Brad Barton, a supply-chain practice leader at CSC, an IT services consulting firm in Falls Church, Va., says the downturn has forced all companies to review supply-chain management costs. In a survey of 160 clients last year, CSC found 80% deemed that necessary to reduce cost structures and inventory levels while adding revenue to the top line.
Participants are taught the fundamental techniques and concepts of supply-chain management, which originated in production settings and has been refined for construction, says William G. Ferrell Jr., department director. Building a nuclear plant and addressing how Wal-Mart distributes product from China through stores may seem radically different on the surface, he says. “But truth be told, they are quite similar.”
Courses focus on the sequence of processes required to obtain materials and arrange transportation and installation at jobsites using industrial engineering techniques to streamline tasks. “Whether we are getting customers on rides at Disney World or trying to get construction sites the right materials at the right time, we are improving processes,” says Scott J. Mason, the program’s first chairman and a former industrial engineering professor at University of Arkansas, Fayetteville.

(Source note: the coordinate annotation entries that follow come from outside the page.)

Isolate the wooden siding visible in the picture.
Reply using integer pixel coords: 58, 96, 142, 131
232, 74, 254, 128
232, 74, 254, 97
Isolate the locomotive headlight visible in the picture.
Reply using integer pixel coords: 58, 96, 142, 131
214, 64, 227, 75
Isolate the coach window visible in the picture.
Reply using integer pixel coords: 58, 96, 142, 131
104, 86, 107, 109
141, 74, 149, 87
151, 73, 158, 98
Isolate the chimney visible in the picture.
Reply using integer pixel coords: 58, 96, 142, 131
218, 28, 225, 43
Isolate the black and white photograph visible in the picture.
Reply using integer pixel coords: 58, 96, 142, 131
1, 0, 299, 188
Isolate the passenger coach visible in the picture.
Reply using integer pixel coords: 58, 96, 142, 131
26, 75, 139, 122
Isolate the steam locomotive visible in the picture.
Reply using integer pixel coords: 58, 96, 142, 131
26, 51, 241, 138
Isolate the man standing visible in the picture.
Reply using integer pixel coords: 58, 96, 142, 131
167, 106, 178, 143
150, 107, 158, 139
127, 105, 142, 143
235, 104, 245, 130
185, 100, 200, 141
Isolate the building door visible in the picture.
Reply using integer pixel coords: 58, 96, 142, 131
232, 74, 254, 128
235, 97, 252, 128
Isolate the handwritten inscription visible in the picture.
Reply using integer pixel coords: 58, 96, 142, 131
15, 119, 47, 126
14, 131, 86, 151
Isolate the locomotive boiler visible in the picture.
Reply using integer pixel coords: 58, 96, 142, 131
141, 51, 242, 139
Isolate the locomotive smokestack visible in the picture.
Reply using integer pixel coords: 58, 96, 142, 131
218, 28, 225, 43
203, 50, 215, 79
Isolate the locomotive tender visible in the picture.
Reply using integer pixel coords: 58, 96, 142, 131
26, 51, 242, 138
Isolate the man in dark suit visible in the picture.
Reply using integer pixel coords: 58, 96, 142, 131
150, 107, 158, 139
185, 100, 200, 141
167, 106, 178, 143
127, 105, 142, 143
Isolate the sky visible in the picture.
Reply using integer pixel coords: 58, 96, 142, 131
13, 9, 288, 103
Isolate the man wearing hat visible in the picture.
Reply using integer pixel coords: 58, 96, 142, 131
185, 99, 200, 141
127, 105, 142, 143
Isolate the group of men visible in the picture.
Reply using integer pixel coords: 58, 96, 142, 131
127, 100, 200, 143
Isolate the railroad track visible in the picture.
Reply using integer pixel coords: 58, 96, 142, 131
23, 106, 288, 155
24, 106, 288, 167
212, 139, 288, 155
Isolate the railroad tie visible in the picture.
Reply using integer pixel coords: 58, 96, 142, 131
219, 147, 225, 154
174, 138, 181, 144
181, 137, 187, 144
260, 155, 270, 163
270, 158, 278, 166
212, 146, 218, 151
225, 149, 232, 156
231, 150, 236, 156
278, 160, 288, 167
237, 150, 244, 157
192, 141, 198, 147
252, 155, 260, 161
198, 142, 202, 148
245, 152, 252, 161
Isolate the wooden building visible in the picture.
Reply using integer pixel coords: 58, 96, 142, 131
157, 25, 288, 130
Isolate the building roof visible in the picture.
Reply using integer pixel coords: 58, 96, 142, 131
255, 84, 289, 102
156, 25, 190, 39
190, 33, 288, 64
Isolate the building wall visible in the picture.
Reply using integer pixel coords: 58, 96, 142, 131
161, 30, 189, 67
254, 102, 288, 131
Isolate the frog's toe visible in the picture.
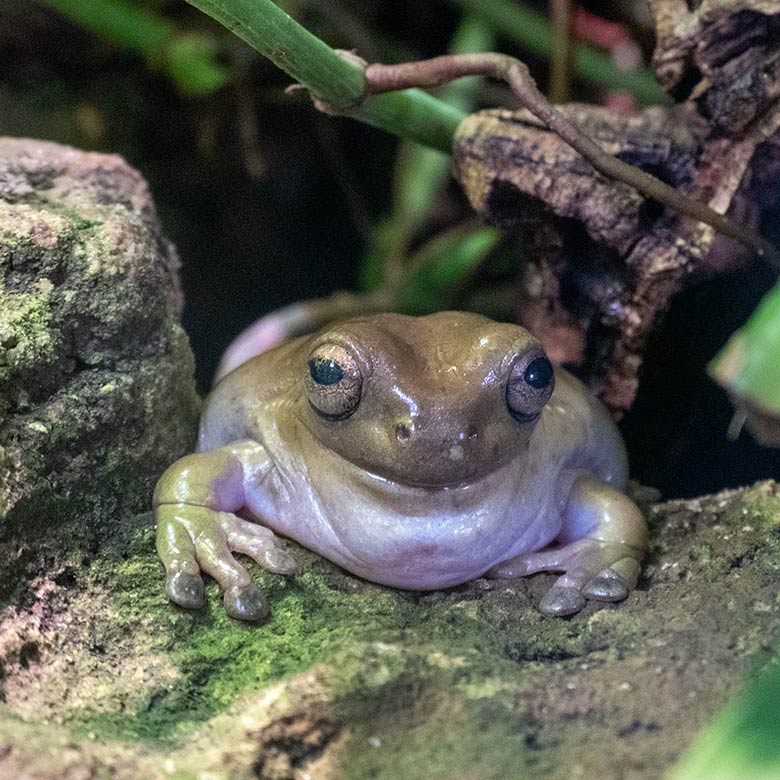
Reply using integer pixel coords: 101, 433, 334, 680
262, 547, 298, 574
582, 569, 629, 601
165, 571, 205, 609
539, 585, 585, 617
226, 517, 298, 574
223, 583, 269, 623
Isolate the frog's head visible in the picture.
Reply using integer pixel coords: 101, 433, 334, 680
300, 312, 554, 487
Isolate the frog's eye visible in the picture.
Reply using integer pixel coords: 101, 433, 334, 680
304, 344, 363, 420
506, 347, 555, 422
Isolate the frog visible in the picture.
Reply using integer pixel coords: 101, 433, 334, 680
153, 312, 647, 622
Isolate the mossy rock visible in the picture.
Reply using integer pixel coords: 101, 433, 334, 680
0, 138, 198, 556
0, 482, 780, 780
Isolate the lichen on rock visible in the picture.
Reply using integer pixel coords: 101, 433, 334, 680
0, 138, 198, 556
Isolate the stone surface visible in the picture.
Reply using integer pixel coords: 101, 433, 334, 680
0, 482, 780, 780
0, 138, 198, 548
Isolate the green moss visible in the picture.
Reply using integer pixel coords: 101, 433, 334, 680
67, 528, 532, 745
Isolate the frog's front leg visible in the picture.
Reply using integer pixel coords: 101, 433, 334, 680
488, 478, 647, 615
154, 441, 296, 621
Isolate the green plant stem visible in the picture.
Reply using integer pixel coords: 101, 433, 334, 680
39, 0, 231, 95
188, 0, 463, 154
449, 0, 669, 105
548, 0, 572, 103
365, 52, 780, 266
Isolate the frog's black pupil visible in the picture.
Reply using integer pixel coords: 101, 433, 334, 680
309, 358, 344, 385
523, 357, 552, 390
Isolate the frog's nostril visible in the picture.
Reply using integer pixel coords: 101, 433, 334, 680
395, 423, 412, 442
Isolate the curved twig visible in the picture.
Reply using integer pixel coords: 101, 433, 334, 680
365, 53, 780, 266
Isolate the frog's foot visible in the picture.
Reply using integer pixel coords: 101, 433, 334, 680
157, 504, 297, 621
488, 539, 642, 616
488, 479, 647, 615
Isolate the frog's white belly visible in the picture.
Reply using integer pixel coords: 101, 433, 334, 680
248, 460, 561, 590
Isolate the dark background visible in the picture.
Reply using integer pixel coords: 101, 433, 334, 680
0, 0, 780, 496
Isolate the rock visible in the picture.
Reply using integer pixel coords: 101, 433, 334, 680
0, 482, 780, 780
0, 138, 198, 552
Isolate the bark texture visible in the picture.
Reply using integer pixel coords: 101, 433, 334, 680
455, 0, 780, 416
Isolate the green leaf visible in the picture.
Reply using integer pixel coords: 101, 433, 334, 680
668, 657, 780, 780
398, 227, 501, 313
709, 285, 780, 415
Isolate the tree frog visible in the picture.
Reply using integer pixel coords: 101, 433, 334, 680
154, 312, 647, 621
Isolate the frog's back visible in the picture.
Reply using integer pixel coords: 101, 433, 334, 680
531, 368, 628, 489
197, 336, 310, 452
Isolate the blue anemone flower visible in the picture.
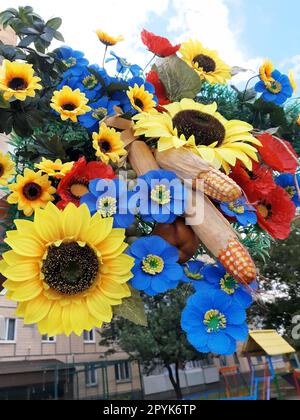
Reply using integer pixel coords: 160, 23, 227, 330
255, 70, 294, 105
220, 197, 257, 226
80, 179, 135, 229
194, 263, 258, 309
128, 236, 183, 296
275, 174, 300, 207
136, 169, 187, 223
58, 47, 89, 78
181, 291, 248, 356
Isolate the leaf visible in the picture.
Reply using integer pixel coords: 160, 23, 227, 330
114, 288, 148, 327
155, 55, 202, 102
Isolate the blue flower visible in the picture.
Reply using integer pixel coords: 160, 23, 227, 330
136, 170, 187, 223
181, 291, 248, 356
182, 261, 205, 283
255, 70, 294, 105
79, 96, 120, 133
106, 51, 143, 77
220, 197, 257, 226
58, 47, 89, 78
194, 263, 257, 309
80, 179, 135, 229
275, 174, 300, 207
128, 236, 183, 296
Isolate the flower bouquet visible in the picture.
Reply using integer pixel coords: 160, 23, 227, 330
0, 7, 300, 355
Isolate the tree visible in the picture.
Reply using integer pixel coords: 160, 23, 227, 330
100, 285, 203, 399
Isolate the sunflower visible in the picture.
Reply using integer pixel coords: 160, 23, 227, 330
180, 39, 232, 85
96, 29, 124, 47
134, 99, 261, 173
0, 152, 16, 186
127, 84, 156, 112
50, 86, 91, 122
93, 123, 127, 164
0, 203, 134, 336
7, 169, 56, 216
35, 158, 74, 179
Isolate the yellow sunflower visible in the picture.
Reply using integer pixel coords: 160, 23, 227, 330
35, 158, 74, 179
134, 99, 261, 173
93, 123, 127, 164
0, 60, 43, 101
0, 203, 134, 336
180, 39, 232, 85
7, 169, 56, 216
0, 152, 16, 186
96, 29, 124, 47
127, 84, 156, 112
50, 86, 91, 122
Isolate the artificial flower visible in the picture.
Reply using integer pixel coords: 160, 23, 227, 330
57, 157, 115, 209
0, 60, 43, 101
257, 133, 298, 174
128, 236, 183, 296
35, 158, 74, 179
96, 29, 124, 47
7, 168, 56, 216
0, 203, 134, 336
0, 151, 16, 186
141, 29, 181, 58
220, 197, 257, 226
50, 86, 91, 122
181, 291, 248, 356
93, 123, 127, 164
275, 174, 300, 207
255, 70, 293, 105
134, 99, 261, 173
80, 179, 135, 229
180, 39, 232, 85
137, 169, 187, 223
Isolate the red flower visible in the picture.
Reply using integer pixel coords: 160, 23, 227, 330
57, 157, 116, 210
257, 133, 298, 174
141, 29, 181, 57
246, 186, 296, 240
147, 70, 171, 106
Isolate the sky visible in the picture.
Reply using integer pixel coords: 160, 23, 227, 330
0, 0, 300, 84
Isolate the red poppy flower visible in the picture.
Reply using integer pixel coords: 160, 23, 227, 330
247, 186, 296, 240
257, 133, 298, 174
141, 29, 181, 57
147, 70, 171, 106
57, 157, 116, 210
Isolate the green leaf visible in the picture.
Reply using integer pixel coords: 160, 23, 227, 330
155, 55, 202, 102
114, 288, 148, 327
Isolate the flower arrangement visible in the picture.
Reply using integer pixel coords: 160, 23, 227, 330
0, 7, 300, 355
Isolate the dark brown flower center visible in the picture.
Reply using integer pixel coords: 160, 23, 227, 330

Clemson says more than 100 students from around the globe now are enrolled. They include employees of Fluor and other industry firms, such as Jacobs Engineering Group, Kiewit, CH2M Hill and WorleyParsons as well as The Boeing Co., ExxonMobil and BMW Group. Students completing coursework receive a master’s of engineering degree in industrial engineering. The first class is set to graduate in December 2011. “The knowledge they will gain from this program will be big time to the industry and to their employers,” says Scotti.